Make sure that reactors' implementation of `Receive()` method are non-blocking #2685

cason · 2024-03-28T07:35:10Z

Motivated by #2533.

The Reactor interface defines methods that a component must implement in order in order to use the communication services provided by the p2p layer. A core method that a reactor has to be implement is Receive(), invoked by the p2p layer to deliver a message to the reactor. The implementation of this method should be non-blocking (see details here).

If the implementation of Receive() in some reactor blocks when processing a message received from a given peer, the receive routine (recvRoutine()) of the p2p connection with that peer also blocks until the Receive() call returns:

cometbft/p2p/conn/connection.go

Lines 654 to 655 in 0147e63

    
           // NOTE: This means the reactor.Receive runs in the same thread as the p2p recv routine 
        
           c.onReceive(channelID, msgBytes)

This scenario has some consequences:

Messages received from the same peer are not handled by the p2p connection. This means that other reactors are affected, since they will not receive new messages until the blocking Receive() call returns;
As described in feat: pause peer timeouts during longer block execution #2533, ping/pong messages, that play the role of protocol-level keepalive messages, are not handled either. As a result, the p2p connection pong timeout expires, then the connection produces an error and quits, which leads the switch to disconnect from that peer.

Possible solutions

This situation could be avoided if the Receive() call was not executed by the receive routine of the p2p connection. This change, however, is far from trivial, given the design of the p2p multiples connections. Moreover, even if the Receive() call is executed in a different routine, this other routine will eventually block if the Receive() method of a reactor blocks for a long period of time.

The other approach, suggested in this issue, is to review the implementation of each reactor to make sure that the Receive() method is not blocking. This approach is also not trivial, as ultimately the way to prevent this is to buffer received messages that cannot be immediately processed. Since buffers are always finite in size, this would eventually lead to dropping messages.

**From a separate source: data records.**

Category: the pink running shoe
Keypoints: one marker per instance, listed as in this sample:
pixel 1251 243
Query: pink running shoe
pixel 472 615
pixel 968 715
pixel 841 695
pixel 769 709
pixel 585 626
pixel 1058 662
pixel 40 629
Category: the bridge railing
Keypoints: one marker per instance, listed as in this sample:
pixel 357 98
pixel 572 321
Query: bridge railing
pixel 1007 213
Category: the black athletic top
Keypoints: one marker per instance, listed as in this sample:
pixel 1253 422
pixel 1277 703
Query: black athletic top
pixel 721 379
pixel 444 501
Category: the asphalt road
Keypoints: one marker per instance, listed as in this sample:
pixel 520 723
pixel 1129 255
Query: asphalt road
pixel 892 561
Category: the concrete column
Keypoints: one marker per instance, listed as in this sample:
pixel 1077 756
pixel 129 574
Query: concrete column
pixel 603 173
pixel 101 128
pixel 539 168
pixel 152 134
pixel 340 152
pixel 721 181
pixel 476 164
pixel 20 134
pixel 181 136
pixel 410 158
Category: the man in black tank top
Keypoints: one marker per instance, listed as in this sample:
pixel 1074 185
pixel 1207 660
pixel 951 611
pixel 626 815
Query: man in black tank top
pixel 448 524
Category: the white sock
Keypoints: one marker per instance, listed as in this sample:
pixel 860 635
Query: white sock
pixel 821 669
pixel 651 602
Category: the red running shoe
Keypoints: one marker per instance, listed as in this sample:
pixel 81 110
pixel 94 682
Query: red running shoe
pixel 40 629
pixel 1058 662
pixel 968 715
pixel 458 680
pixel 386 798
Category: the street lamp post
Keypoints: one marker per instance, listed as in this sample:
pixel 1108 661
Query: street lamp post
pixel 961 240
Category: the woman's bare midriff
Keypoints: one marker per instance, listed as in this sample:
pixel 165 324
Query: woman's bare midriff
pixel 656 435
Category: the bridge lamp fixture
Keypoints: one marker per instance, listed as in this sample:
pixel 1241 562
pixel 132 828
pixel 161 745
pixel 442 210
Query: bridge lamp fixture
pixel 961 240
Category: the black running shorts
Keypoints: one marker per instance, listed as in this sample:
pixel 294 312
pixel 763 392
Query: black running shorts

The text was updated successfully, but these errors were encountered:

evan-forbes · 2024-06-03T07:50:52Z

one simple solution that we played around with was

https://github.com/celestiaorg/celestia-core/blob/146746b114624029432720cfa74e0a4a55a87b9b/p2p/base_reactor.go#L98-L105

the envelop buffers have to be quite large in order not to block for the consensus reactor, at least when blocks are large. As one might expect, most of messages that end up blocking are small messages, not larger messages such as block parts. The most common blocking channels are consensus state and votes, then block parts, at least from some recent experiments.

We're collecting some tcp packet traces soon, but when traced on a local machine we can see that the reason we're not able to utilize all of the bandwidth is simply because we are unable to empty the tcp buffers fast enough. This also explains why other optimizations (like not using a mempool) or changes to prioritization don't make any meaningful change to throughput, at least for large blocks.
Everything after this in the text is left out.